Use of the risk analysis model as a frame to classify nutrients according to the risk of exceeding upper safe intake levels. Furthermore, to apply the model when discussing possible consequences of liberal fortification practices on eating behaviour and disease patterns.


The discussion on food fortification presently going on internationally.


Micronutrients can be classified according to their safety margin, i.e. the size of the interval between the recommended intake and the upper safe level of intake. We suggest that nutrients with a small safety margin, i.e. for which the upper safe level is less than five times the recommended intake, be placed in a category A and should be handled with care (retinol, vitamin D, niacin, folate and all minerals). Category B comprises nutrients with an intermediate safety margin (vitamins E, B6, B12 and C), while nutrients that according to present knowledge are harmless even at 100 times the recommendation (vitamin K, thiamin, riboflavin, pantothenic acid and biotin) are categorised as C.

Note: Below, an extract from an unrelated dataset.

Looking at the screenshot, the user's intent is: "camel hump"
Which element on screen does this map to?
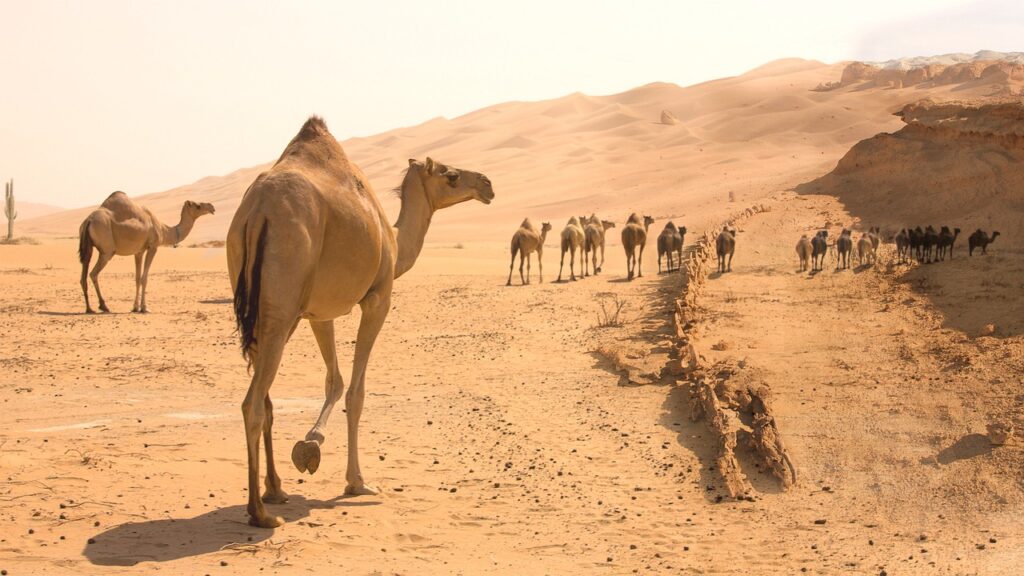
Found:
[295,116,331,140]
[100,191,135,212]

The risk analysis model is a useful tool when assessing the risk of both too low and excess intakes of single micronutrients, but can also be applied to analyse the consequences of fortification practices on eating behaviour and disease patterns. Liberal fortification regulations may, for example, distort the conception of what is healthy food, and drive consumption towards a more unhealthy diet, contributing to the plague of overweight and concomitant increased risk of degenerative diseases.


The impact of fortification practices on the total eating pattern of a population should become an integrated part of the discussions and regulations connected to the issue.